Extracting pure silicon is a tedious business, the professor said. In the 1950s, engineers at German engineering giant Siemens discovered that by putting hydrogen, chlorine and raw silicon in an oven and heating them up until they vaporised, they could get rid of some unwanted chemical elements. They repeated the process until they got 99.9999999 per cent pure polysilicon – just pure enough to make solar panels. Half a century later, most of the polysilicon makers in the world still use this method.
The professor described what happened to the polysilicon after that. A very fine length of wire is used to slice a block of polysilicon into very thin pieces. But they are not yet thin enough. The polysilicon sheets are sanded down until they are 200 micrometres thick – a process that turns 40 per cent of the polysilicon into waste that cannot be recycled.
Dr Wan Gang , minister of science and technology, said the mainland was burning a lot of coal to produce solar panels for Western countries. “Developed countries get clean air and the reputation of a carbon-free economy, while pollution and greenhouse gas emission are chalked up to our account,” Wan said. “That’s a bit unfair.”
According to Jian’s calculations, almost 30 million tonnes of coal, or more than 1 per cent of the mainland’s output of coal last year, will be needed to keep the ovens of all the polysilicon plants hot.
With production expanding and demand falling, the price of polysilicon is collapsing. A kilogram sold for US$350 last year; this year the price has dropped to US$70 – barely enough for the factories to pay their power bills.

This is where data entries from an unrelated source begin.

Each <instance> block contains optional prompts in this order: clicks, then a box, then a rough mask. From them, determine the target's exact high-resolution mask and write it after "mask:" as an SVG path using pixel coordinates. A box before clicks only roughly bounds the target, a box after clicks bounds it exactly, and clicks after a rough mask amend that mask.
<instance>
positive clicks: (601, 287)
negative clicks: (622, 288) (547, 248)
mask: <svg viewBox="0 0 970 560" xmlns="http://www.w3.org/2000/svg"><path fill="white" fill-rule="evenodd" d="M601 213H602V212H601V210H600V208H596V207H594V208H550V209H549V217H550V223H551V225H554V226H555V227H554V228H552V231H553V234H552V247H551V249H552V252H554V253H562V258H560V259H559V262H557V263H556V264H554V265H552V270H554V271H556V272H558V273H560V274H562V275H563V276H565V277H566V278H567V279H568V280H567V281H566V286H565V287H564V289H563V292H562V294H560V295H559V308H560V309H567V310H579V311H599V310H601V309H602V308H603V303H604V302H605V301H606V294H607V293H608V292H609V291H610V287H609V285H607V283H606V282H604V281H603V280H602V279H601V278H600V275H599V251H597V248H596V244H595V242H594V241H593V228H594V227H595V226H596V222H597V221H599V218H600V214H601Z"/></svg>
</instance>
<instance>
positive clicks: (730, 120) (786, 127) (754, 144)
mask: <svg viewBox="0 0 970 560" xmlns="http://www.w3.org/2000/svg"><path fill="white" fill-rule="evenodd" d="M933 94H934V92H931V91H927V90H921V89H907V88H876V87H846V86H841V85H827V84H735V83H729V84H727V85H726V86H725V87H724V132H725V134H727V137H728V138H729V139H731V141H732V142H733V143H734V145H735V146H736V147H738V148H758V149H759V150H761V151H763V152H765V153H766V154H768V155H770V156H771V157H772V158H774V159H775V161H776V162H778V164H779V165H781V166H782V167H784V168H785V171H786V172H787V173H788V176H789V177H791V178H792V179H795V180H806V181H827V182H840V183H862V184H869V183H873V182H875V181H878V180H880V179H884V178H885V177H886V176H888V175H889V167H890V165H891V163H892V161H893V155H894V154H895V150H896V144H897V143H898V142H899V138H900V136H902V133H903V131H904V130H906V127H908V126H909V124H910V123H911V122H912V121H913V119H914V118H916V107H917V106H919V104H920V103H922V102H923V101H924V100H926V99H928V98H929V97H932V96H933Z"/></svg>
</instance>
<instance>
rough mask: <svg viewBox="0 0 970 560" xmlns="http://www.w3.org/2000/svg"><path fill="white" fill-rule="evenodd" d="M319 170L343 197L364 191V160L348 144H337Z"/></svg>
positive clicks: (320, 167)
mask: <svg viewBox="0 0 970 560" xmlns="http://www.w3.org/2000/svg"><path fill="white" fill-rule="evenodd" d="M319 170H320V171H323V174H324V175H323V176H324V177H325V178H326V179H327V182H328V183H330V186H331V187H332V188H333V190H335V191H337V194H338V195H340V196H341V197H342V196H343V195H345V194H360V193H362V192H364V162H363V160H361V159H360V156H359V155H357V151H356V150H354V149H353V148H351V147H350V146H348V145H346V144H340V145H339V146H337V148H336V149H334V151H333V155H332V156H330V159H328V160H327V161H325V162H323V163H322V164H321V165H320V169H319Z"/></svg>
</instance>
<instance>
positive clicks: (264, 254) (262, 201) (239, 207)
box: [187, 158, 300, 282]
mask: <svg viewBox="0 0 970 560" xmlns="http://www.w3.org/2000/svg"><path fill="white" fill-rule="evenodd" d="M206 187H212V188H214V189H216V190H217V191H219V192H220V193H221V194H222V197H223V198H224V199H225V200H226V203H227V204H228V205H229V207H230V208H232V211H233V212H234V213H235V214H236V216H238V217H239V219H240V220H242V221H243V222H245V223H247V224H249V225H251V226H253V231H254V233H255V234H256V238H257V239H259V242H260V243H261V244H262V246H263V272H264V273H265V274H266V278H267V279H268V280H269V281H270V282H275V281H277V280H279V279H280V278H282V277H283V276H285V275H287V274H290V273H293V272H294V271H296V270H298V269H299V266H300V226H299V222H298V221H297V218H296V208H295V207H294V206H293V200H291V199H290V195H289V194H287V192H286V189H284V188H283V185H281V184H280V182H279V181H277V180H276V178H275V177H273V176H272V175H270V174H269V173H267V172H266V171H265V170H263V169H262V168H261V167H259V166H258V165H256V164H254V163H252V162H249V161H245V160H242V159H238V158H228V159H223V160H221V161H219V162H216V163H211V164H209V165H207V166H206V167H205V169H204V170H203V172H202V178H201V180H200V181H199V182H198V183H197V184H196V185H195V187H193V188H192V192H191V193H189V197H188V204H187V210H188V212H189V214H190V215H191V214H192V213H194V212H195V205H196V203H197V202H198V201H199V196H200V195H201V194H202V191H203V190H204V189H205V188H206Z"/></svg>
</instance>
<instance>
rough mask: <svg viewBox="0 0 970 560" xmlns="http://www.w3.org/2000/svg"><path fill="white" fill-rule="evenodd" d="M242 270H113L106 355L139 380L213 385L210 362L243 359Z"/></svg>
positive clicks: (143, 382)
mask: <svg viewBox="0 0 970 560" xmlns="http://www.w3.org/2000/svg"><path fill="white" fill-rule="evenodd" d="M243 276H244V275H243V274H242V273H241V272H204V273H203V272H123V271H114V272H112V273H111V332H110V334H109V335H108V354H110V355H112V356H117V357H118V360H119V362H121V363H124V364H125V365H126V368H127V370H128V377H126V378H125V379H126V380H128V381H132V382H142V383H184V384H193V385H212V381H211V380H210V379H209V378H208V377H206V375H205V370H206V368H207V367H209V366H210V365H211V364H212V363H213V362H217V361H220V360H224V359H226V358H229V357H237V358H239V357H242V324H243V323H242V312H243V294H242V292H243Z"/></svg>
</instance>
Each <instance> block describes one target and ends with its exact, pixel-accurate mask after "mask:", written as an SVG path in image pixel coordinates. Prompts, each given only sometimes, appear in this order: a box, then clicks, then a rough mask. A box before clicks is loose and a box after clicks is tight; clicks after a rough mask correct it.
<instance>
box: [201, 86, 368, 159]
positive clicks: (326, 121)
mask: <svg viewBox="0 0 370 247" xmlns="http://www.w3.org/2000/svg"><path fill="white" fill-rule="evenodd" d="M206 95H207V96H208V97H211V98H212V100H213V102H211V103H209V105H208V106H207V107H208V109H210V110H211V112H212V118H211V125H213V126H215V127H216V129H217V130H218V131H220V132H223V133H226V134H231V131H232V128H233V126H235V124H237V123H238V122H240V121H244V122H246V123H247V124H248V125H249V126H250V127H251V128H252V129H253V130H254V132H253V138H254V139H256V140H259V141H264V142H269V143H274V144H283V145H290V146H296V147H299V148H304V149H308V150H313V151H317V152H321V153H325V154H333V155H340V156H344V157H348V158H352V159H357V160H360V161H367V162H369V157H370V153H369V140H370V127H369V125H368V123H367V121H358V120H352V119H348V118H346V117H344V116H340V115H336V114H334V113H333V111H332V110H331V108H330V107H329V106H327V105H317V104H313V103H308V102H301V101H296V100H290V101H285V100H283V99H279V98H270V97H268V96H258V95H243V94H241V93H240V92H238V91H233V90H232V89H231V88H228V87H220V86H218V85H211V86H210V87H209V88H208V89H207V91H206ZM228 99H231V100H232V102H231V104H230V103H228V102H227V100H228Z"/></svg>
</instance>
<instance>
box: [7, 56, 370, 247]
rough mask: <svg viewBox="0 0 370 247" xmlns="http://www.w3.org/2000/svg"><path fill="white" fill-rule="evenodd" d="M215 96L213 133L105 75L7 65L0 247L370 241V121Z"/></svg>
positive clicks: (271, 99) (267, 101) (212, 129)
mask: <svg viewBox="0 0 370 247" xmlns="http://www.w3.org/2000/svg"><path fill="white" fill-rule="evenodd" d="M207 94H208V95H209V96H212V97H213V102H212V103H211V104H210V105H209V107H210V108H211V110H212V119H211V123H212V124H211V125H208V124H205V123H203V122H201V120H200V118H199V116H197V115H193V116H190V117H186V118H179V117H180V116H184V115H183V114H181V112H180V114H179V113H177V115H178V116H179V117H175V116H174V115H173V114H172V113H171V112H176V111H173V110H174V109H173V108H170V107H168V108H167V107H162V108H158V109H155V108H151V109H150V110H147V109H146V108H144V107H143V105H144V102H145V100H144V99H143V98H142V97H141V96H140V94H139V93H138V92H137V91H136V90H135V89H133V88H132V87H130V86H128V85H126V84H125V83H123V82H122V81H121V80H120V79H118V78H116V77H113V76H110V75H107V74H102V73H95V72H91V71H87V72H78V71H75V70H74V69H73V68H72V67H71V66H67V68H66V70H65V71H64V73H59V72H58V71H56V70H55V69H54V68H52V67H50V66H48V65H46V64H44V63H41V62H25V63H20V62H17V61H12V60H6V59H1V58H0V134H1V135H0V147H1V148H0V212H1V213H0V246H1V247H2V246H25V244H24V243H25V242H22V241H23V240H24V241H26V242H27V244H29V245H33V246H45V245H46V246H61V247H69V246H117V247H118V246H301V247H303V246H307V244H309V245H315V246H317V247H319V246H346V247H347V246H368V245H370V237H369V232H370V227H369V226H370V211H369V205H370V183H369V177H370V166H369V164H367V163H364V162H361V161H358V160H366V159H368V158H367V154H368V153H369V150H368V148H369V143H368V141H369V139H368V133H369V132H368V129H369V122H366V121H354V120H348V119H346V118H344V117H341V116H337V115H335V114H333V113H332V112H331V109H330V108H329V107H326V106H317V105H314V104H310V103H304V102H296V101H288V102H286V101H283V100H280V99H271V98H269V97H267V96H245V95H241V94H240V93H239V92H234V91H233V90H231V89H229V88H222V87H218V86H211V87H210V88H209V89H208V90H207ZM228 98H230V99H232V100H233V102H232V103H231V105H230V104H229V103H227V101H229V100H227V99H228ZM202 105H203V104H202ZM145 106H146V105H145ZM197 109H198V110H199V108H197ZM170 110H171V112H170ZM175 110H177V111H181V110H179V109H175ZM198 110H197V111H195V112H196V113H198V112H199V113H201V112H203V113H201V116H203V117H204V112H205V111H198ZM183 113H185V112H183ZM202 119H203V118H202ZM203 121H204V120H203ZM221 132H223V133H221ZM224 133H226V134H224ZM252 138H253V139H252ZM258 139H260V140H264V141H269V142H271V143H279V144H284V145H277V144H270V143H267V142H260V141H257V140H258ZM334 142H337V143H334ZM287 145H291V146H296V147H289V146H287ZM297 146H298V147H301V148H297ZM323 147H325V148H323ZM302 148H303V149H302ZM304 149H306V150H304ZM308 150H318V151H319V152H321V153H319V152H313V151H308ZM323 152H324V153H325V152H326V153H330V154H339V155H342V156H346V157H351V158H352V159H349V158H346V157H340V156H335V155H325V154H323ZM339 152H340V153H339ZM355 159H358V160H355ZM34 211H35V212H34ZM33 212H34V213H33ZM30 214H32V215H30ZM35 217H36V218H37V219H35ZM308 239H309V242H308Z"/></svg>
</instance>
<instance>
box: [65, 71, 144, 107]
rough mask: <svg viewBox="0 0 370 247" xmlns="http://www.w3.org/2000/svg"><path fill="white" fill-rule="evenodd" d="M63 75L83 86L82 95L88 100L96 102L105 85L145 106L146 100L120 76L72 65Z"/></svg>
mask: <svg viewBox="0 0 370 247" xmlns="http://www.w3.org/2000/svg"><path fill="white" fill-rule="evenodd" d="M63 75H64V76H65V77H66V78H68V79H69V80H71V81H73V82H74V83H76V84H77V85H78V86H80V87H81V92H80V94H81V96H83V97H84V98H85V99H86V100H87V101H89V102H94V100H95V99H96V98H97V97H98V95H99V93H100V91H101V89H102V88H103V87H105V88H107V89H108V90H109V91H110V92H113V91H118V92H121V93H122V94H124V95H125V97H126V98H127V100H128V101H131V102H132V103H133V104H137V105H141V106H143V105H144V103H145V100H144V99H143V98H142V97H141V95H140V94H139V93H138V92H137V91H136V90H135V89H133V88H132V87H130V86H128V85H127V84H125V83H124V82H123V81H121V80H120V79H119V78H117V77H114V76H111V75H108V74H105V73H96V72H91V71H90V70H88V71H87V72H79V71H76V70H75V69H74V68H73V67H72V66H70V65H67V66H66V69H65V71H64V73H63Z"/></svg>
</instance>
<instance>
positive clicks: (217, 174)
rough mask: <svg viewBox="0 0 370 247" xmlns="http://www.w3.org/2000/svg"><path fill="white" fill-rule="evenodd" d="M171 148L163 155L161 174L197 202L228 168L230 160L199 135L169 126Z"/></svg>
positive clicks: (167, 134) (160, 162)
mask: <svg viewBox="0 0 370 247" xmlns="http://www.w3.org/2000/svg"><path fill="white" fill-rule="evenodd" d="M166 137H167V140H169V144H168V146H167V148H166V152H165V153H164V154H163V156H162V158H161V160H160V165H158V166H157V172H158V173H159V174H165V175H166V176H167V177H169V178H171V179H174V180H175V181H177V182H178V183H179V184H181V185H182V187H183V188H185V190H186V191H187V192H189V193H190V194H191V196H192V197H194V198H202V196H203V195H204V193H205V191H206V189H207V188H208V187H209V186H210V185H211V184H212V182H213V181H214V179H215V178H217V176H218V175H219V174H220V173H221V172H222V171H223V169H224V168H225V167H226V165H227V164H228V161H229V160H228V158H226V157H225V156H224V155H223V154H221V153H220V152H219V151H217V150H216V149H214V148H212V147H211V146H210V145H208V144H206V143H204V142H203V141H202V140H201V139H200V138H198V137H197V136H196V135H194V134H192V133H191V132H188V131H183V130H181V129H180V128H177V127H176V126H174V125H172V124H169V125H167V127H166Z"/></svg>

Faced with the prospect of the mainland’s polysilicon industry collapsing, Premier Wen Jiabao issued an urgent order two weeks ago for production capacity to be reduced. But most people in the industry think this action has come too late.
People’s Daily published a story last week about a plan to build Asia’s biggest solar power plant in Yunnan province . It will have a capacity of 166 megawatts. If two tonnes of coal is needed to produce a one-kilowatt solar panel, how big will the plant’s carbon footprint be?